N terminus-Met-Gln-Pro-Arg-Arg-Gln-Arg-Leu-Pro-Ala-Pro-Trp-Ser-Gly-Pro-Arg-Gly-Pro-Arg-Pro-Thr-Ala-Pro-Leu-Leu-Ala-Leu-Leu-Leu-Leu-Leu-Ala-Pro-Val-Ala-Ala-Pro-Ala-Gly-Ser-Gly-Gly-Pro-Asp-Asp-Pro-Gly-Gln-Pro-Gln-Asp-Ala-Gly-Val-Pro-Arg-Arg-Leu-Leu-Gln-Gln-Lys-Ala-Arg-Ala-Ala-Leu-His-Phe-Phe-Asn-Phe-Arg-Ser-Gly-Ser-Pro-Ser-Ala-Leu-Arg-Val-Leu-Ala-Glu-Val-Gln-Glu-Gly-Arg-Ala-Trp-Ile-Asn-Pro-Lys-Glu-Gly-Cys-Lys-Val-His-Val-Val-Phe-Ser-Thr-Glu-Arg-Tyr-Asn-Pro-Glu-Ser-Leu-Leu-Gln-Glu-Gly-Glu-Gly-Arg-Leu-Gly-Lys-Cys-Ser-Ala-Arg-Val-Phe-Phe-Lys-Asn-Gln-Lys-Pro-Arg-Pro-Thr-Ile-Asn-Val-Thr-Cys-Thr-Arg-Leu-Ile-Glu-Lys-Lys-Lys-Arg-Gln-Gln-Glu-Asp-Tyr-Leu-Leu-Tyr-Lys-Gln-Met-Lys-Gln-Leu-Lys-Asn-Pro-Leu-Glu-Ile-Val-Ser-Ile-Pro-Asp-Asn-His-Gly-His-Ile-Asp-Pro-Ser-Leu-Arg-Leu-Ile-Trp-Asp-Leu-Ala-Phe-Leu-Gly-Ser-Ser-Tyr-Val-Met-Trp-Glu-Met-Thr-Thr-Gln-Val-Ser-His-Tyr-Tyr-Leu-Ala-Gln-Leu-Thr-Ser-Val-Arg-Gln-Trp-Val-Arg-Lys-Thr-C terminus.

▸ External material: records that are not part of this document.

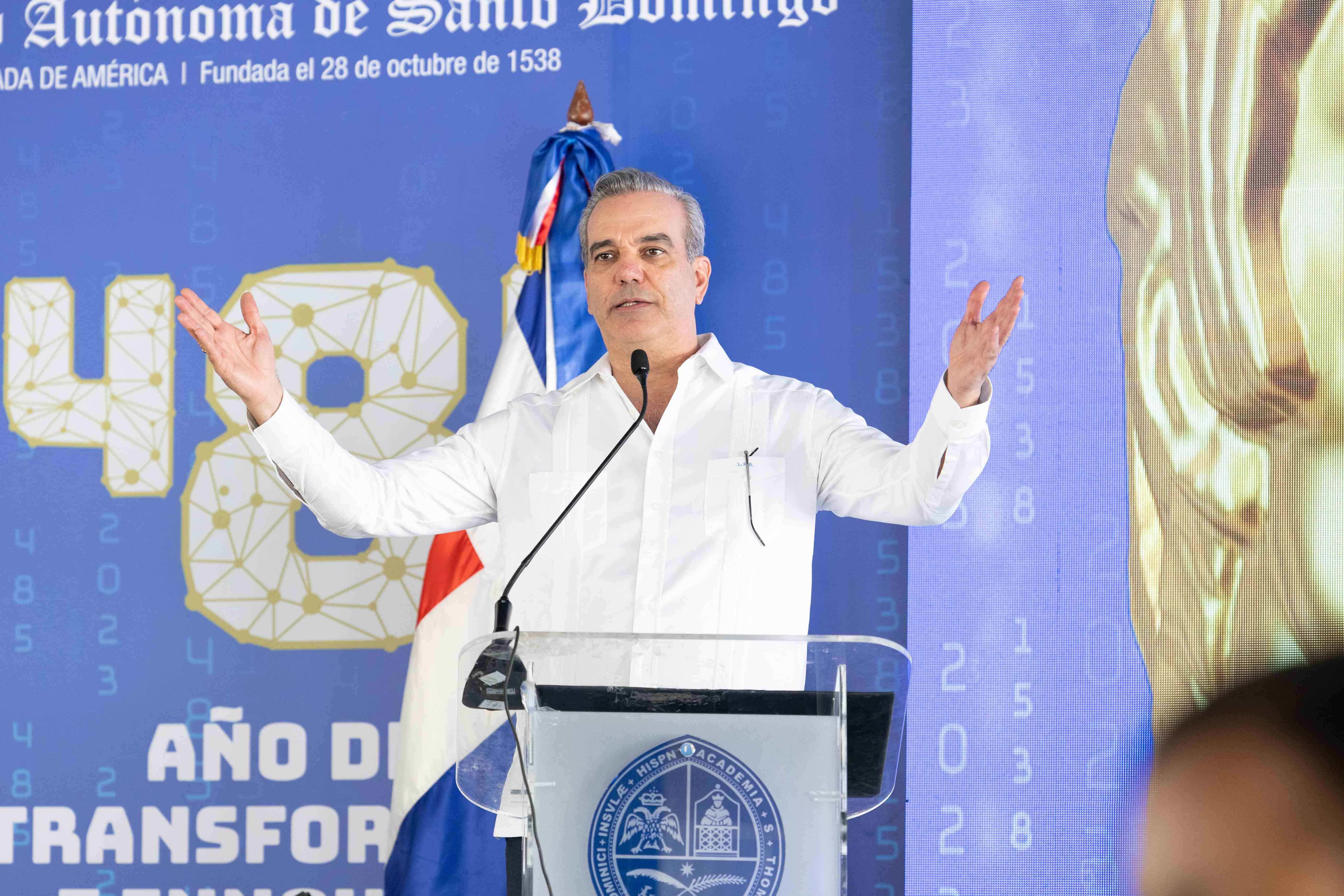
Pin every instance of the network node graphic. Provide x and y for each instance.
(242, 565)
(128, 412)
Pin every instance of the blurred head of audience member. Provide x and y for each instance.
(1248, 796)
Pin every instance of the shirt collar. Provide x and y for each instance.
(710, 354)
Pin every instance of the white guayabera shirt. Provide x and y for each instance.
(662, 543)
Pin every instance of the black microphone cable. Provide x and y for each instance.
(522, 765)
(640, 367)
(503, 609)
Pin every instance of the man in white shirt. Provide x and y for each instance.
(663, 542)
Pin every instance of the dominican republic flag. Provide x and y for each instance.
(441, 844)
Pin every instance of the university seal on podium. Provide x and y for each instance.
(686, 819)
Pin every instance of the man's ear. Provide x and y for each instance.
(702, 277)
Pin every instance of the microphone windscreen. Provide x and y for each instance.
(639, 363)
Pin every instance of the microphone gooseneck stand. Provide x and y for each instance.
(496, 680)
(640, 367)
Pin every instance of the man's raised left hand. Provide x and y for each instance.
(978, 342)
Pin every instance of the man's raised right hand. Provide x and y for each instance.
(245, 362)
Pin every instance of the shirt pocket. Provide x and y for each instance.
(552, 492)
(726, 498)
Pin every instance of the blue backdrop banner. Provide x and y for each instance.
(358, 166)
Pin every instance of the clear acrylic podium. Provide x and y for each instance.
(687, 765)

TIG1 is a transmembrane protein which contains a hyaluronic acid binding motif. This particular motif suggests that it may increase cell-to-cell contact in cells which express TIG1 (Jing et al., 2002). TIG1 is predicted to contain a membrane anchor at the N-terminus. TIG1 contains two faces: the first face contains homology to the protein latexin, and the second contains a broad basic patch. The basic face is thought to be an interaction surface. Supporting the idea of a protein interaction surface, TIG1 also contains a cis-peptide bond between isoleucine-122 and proline-123 on a protruding loop that lies on its basic face (Aagard et al., 2005). Latexin and TIG1 have approximately 30 percent homology based on primary structure; however, their three-dimensional structures are thought to be much more similar (Liang et al., 2007). Both latexin and TIG1 are thought to have descended from a common progenitor. TIG1 also shares homology with another protein, ovacalyxin-32, although the evolutionary and functional relationship between the two proteins is unclear (Gautron et al., 2001).

==Function==
TIG1's specific functions are still being elucidated. Latexin is a structurally similar protein to TIG1. Latexin is the only mammalian carboxypeptidase inhibitor, although TIG1's proteolytic activity remains unexplored. Using a selective subtractive differential gene display, Jing and colleagues discovered that TIG1 expression was absent from malignant prostate carcinoma cell lines but present in benign tumor lines. When highly malignant prostate cancer cells were transfected with TIG1, decreased in vitro invasiveness was measured using an extracellular matrix migration assay over a period of 48 hours. This same group of scientists performed another experiment in which TIG1 expression was restored in mice that were homozygous for the deletion of the TIG1 gene. Although the restoration of TIG1 did not prevent tumor growth in these mice, the average size of the tumors showed a 2.4-fold decrease (Jing et al., 2006).

==Regulation==
The promoter of TIG1 is silenced by hypermethylation in gastric cancer. Promoter hypermethylation is a common mechanism for silencing tumor suppression genes. During carcinogenesis, methylation begins at the CpG island of the promoter and gradually works its way to the transcription start site, at which point it inhibits transcription of TIG1 (So et al., 2006). Additionally, the CpG promoter hypermethylation of TIG1 has also been demonstrated as an important event in the carcinogenesis of prostate adenocarcinoma (Cho et al., 2007).